Les deux titres suivants, Teri et Milestones, ont fait leur apparition sur « Moment of Truth », le deuxième album de Wilson chez Pacific, enregistré à la fin de l’été 1962. Teri mettait à l’origine en valeur le guitariste Joe Pass sur de délicats contre-chants. Comme Jeri et Nancy Jo, Wilson l’a dédié à l’une de ses trois filles (dont le surnom vaut pour titre) mais c’est aussi, ainsi que son auteur l’annonce, un hommage à l’un de ses compagnons de route, le trompettiste Clark Terry. Superbe adaptation pour grand orchestre, la version de Milestones qui suit est l’occasion d’un hommage à un autre trompettiste de Saint-Louis : Miles Davis – Carmell Jones en était le soliste dans la version initiale. Autrefois intitulé Triple Chase, The Sax Chase met en avant en revanche, comme son nom l’indique, les différents membres de la section de saxophones qui prennent chacun leur tour un solo.

Troisième orchestration qu’il ait jamais écrite, Hi Spook remonte aux débuts de la carrière de Gerald Wilson, lorsqu’à l’âge de 21 ans, en 1939, il rejoignit les rangs de l’orchestre de Jimmie Lunceford, avant de s’installer à Los Angeles. A l’inverse, les deux morceaux suivantes comptent parmi les œuvres les plus récentes du compositeur puisqu’elle sont extraites de « Theme for Monterey », une œuvre d’une quarantaine de minutes en cinq mouvements écrite en 1997 sur une commande du festival de Monterey en Californie qui, chaque année, propose à un musicien d’écrire une suite orchestrale. Romance et Lyon’s Roar en constituent les deux premiers mouvements et font entendre l’évolution d’un compositeur qui n’a cessé d’approfondir les ressources de son art. Romance est une ballade interprétée au soprano. Inspirée par les paysages de la ville côtière californienne, Lyon’s Roar (dédicace au fondateur du festival Jimmy Lyons) est sous-titrée « homage to 17 Mile Drive and Carmel By the Sea » en référence à deux lieux fameux de Monterey. Comptant également parmi les œuvres récentes, et nommée d’après l’une des rues principales de Chicago, State Street Sweet a été composée et enregistrée, quant à elle, en 1995 sur l’album éponyme.

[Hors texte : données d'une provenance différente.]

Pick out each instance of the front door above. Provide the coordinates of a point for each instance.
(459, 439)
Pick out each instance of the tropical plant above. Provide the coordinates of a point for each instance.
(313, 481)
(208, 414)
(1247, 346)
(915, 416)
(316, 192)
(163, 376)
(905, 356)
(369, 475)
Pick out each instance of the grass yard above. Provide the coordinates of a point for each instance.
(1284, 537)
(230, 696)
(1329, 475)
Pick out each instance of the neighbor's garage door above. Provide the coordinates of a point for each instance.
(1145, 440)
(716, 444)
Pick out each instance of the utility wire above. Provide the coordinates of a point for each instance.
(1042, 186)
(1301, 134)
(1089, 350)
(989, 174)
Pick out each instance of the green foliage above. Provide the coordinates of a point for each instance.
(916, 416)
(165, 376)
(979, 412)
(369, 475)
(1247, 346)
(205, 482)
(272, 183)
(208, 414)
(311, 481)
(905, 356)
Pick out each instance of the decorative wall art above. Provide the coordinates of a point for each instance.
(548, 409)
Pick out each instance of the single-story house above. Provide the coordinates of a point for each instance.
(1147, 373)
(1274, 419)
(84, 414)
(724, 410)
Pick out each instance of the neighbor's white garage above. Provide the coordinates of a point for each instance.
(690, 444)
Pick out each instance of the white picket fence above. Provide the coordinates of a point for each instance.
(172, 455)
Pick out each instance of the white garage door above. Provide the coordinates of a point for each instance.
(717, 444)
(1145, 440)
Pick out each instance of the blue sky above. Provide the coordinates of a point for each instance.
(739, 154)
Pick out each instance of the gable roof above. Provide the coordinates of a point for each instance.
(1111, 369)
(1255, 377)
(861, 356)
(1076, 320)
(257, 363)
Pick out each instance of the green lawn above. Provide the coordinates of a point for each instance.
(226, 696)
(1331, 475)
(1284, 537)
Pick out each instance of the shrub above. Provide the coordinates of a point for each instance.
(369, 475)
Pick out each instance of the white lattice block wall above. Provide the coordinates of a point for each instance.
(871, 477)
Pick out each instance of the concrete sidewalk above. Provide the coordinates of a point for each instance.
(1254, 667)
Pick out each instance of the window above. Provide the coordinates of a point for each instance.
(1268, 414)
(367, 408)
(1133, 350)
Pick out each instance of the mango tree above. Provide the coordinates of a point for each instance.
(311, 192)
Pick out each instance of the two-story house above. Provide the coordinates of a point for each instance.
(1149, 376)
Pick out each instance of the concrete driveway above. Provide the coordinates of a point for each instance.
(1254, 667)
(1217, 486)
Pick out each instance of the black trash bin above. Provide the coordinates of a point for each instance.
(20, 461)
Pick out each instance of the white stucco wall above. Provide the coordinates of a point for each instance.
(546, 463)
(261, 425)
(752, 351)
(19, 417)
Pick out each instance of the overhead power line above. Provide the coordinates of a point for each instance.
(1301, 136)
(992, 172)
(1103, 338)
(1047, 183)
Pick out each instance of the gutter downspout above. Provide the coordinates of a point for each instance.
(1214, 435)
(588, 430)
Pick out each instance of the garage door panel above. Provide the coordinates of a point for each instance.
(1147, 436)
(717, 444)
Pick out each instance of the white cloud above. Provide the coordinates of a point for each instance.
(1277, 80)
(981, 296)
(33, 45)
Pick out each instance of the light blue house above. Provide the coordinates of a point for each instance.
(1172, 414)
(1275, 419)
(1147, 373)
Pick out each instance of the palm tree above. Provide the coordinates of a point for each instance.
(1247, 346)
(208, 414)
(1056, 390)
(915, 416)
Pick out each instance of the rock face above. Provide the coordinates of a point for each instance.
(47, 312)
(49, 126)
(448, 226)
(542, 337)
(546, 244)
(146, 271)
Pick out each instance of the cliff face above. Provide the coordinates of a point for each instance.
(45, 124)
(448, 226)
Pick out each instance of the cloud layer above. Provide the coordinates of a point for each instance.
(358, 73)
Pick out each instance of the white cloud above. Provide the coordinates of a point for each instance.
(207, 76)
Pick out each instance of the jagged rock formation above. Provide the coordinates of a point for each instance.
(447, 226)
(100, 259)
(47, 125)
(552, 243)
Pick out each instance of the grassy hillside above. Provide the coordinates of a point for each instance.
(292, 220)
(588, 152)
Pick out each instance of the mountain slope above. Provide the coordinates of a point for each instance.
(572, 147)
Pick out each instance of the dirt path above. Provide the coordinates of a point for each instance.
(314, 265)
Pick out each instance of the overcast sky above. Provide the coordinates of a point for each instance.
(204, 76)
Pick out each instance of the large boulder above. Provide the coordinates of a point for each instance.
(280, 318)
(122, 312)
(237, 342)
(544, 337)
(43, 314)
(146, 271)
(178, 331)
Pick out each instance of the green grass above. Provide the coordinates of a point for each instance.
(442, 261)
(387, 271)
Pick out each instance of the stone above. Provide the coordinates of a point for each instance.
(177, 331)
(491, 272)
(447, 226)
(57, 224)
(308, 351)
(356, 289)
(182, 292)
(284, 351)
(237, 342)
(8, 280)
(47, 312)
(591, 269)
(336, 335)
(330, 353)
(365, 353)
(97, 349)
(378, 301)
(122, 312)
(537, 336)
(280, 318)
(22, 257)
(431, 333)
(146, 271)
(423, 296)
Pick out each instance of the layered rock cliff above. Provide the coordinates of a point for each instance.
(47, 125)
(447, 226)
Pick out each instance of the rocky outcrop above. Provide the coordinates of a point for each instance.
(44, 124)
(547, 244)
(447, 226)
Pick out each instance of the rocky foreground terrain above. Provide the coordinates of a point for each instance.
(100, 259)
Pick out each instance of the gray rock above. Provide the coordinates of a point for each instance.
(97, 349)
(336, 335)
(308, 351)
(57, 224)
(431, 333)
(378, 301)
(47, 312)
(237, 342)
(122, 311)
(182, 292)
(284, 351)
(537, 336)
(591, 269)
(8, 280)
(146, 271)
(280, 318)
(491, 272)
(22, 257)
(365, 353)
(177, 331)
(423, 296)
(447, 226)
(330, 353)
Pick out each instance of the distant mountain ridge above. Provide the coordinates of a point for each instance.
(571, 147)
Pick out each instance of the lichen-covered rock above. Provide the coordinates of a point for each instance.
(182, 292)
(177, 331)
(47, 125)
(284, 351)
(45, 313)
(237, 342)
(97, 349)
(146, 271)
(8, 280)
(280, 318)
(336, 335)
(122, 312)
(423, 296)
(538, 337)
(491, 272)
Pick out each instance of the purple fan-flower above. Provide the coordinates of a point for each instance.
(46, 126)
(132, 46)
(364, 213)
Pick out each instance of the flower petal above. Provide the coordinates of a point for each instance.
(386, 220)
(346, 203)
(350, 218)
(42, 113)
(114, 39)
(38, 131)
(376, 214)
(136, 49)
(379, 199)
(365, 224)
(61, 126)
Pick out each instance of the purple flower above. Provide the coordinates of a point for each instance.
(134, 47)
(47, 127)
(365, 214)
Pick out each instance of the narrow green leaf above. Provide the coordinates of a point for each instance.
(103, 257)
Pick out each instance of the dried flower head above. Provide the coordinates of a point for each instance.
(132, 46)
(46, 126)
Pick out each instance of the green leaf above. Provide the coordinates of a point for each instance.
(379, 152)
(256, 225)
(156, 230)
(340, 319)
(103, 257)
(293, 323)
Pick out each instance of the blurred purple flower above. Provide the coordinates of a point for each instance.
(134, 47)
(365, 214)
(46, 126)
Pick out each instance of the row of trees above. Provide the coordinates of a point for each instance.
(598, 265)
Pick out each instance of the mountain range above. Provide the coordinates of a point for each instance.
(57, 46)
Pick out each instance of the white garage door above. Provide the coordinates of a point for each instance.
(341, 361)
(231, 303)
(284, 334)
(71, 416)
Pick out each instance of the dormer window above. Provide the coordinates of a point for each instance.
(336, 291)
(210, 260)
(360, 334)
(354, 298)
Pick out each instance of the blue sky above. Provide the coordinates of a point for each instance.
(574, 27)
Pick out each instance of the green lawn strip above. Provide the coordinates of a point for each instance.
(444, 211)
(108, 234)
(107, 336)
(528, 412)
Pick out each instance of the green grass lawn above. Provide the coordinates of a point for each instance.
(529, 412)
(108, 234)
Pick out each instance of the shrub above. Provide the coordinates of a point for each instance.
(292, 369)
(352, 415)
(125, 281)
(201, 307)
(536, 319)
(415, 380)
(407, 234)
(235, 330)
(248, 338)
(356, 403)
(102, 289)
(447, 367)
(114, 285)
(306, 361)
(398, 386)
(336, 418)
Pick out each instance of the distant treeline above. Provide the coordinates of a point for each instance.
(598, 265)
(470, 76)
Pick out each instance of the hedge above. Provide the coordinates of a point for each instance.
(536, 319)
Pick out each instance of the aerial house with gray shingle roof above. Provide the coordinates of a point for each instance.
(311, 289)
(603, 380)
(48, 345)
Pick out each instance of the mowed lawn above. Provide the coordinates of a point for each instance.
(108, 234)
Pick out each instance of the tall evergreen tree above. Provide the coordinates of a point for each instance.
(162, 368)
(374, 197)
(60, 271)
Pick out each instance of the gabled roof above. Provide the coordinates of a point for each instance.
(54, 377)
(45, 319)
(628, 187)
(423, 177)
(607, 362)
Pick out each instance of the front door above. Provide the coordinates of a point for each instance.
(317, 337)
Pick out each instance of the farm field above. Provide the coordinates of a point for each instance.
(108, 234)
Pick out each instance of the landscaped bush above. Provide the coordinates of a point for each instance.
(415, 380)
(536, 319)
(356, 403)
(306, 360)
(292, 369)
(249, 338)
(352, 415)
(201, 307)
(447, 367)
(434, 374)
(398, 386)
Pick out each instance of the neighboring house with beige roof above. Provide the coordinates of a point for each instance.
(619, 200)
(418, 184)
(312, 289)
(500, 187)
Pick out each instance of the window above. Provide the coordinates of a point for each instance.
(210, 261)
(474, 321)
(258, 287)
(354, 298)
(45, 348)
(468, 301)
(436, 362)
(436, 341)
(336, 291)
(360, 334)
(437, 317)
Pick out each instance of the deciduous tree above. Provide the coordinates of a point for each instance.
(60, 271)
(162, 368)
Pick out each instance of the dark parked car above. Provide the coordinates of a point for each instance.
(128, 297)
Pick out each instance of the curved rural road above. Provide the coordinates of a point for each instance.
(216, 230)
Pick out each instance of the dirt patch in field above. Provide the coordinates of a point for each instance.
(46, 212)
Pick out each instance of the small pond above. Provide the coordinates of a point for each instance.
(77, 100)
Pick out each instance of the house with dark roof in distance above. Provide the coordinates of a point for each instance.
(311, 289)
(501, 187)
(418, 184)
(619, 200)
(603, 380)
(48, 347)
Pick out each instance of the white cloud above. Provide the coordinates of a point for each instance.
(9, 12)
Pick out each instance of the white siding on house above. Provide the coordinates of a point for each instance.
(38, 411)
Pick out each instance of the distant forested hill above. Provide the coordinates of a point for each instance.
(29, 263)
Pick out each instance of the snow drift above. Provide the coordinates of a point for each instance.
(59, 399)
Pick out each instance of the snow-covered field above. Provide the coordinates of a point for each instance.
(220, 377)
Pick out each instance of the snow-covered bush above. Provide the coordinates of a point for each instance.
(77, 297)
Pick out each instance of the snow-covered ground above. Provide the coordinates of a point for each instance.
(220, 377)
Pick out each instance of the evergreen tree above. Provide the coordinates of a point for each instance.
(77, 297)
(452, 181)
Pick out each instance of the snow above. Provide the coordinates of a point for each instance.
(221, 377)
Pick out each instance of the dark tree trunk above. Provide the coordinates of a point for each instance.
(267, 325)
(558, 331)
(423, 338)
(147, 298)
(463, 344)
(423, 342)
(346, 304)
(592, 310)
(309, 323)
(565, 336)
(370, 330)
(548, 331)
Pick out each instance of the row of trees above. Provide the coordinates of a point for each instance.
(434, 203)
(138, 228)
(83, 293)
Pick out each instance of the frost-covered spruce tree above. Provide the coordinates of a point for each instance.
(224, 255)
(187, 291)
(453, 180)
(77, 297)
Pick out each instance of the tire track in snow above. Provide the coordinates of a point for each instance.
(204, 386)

Enregistré pendant l’été 1966, Carlos fut composé comme un salut à Carlos Arruza, un matador mexicain qui s'était tué quelques mois plus tôt dans un accident automobile. Ce thème figurait sur l’album « The Golden Sword » dans lequel Gerald Wilson affirmait son goût – commun avec Gil Evans – pour l’Espagne (on y entendait une adaptation d’un air de Manuel de Falla), la tauromachie et la musique latino-américaine. C’est un autre torero que salue Viva Tirado, en fin de concert : Jose Ramon Tirado. Ce titre est devenu un véritable hit en 1970 dans la reprise qu’en a faite le groupe El Chicano issu de la communauté latino de Los Angeles. Gerald Wilson doit notamment son intérêt pour la culture hispanique à son épouse d’origine mexicaine, Josefina, à qui la composition du même nom, très ellingtonnienne, est dédiée. « I always write music about people and places », confie Gerald Wilson entre deux morceaux : « J’écris toujours de la musique à propos de gens et de lieux. » Sans doute est-ce l’une des raisons pour lesquelles les œuvres qu’il donne à entendre sont parmi les plus évocatoires et les plus heureuses que le jazz en grande formation comprenne à son répertoire.